The warning signs of SAD are:
- Feel sad, grumpy, irritable, moody or anxious
- Increase sleep, feeling fatigue
- Increase of appetite (eat or crave carbohydrates), weight gain
- Decrease of activity
- Social withdrawal
- Increase of worry or anxiety
- Loss of concentration
A person who experiences SAD usually sees an improvement in symptoms in April or May, although in some cases it goes on longer. The symptoms first appear in late autumn. If a pattern has emerged (at least two years in a row) there is likelihood you may have SAD.

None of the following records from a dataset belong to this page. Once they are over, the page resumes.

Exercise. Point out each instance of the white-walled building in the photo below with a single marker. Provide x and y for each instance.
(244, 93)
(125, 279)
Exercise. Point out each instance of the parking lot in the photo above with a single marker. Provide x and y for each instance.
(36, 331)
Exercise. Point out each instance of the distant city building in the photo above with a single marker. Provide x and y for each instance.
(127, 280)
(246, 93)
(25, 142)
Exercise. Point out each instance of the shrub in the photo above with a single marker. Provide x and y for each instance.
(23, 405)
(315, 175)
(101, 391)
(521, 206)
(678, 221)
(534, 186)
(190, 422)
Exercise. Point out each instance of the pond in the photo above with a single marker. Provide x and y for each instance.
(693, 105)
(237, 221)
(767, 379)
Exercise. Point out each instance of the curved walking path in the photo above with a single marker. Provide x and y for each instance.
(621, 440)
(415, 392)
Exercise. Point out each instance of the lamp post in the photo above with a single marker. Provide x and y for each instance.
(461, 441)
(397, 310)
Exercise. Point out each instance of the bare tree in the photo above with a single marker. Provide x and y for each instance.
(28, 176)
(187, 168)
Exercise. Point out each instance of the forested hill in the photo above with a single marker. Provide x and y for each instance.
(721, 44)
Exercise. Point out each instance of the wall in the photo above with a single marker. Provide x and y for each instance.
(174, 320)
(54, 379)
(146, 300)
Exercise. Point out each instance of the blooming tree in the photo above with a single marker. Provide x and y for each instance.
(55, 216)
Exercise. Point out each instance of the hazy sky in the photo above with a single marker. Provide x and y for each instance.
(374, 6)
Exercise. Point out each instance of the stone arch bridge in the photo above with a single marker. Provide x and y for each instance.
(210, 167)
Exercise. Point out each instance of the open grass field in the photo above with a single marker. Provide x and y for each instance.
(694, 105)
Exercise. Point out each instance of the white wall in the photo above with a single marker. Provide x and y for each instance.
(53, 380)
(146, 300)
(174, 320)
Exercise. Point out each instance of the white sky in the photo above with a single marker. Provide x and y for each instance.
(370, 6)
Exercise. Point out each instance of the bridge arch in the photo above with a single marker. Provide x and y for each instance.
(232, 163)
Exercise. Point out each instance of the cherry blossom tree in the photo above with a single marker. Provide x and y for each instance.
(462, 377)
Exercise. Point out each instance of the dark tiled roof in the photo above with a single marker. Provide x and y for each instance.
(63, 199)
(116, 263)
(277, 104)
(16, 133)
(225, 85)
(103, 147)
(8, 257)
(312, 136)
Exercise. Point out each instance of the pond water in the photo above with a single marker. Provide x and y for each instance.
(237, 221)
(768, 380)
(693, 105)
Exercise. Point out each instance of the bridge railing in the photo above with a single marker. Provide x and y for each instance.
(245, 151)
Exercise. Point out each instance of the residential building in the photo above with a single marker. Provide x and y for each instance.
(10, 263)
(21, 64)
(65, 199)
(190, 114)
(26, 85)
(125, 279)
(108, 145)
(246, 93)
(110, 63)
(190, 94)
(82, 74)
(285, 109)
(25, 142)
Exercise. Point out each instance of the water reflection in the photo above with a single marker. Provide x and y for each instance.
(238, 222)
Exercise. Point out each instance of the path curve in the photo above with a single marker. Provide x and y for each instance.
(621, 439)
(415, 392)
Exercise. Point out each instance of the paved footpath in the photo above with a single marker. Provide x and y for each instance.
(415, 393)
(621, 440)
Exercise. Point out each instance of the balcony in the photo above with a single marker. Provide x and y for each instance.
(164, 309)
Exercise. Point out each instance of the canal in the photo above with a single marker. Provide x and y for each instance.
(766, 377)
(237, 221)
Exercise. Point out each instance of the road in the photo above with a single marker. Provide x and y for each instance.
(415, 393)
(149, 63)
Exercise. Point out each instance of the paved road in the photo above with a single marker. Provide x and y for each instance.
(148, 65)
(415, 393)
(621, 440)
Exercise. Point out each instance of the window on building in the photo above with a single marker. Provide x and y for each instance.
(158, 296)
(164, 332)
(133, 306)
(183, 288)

SAD symptoms can be treated by:
- Maintaining consistent and healthy sleep patterns
- Focusing on a diet, avoid binge eating, shop healthy.. bringing unhealthy foods into the house increases the chances of unhealthy eating.
- Exercise, even 25 minutes a day could help. Set up a realistic plan(time and location) that works best for you.
- Increasing social activities
- Solidify support systems
- Avoid negative or self defeating thinking. If you journal your thoughts, this offers better opportunity to monitor non productive thoughts
- Volunteer your time.
- Light therapy (see enclosed article)
If these interventions do not help, it is important to seek out professional help. The first stop may be a doctor to get a physical and rule out any medical condition. If a doctor prescribes medication, that could be one route to go. If you seek out a therapist, he or she could provide additional support and guidance in addressing symptoms.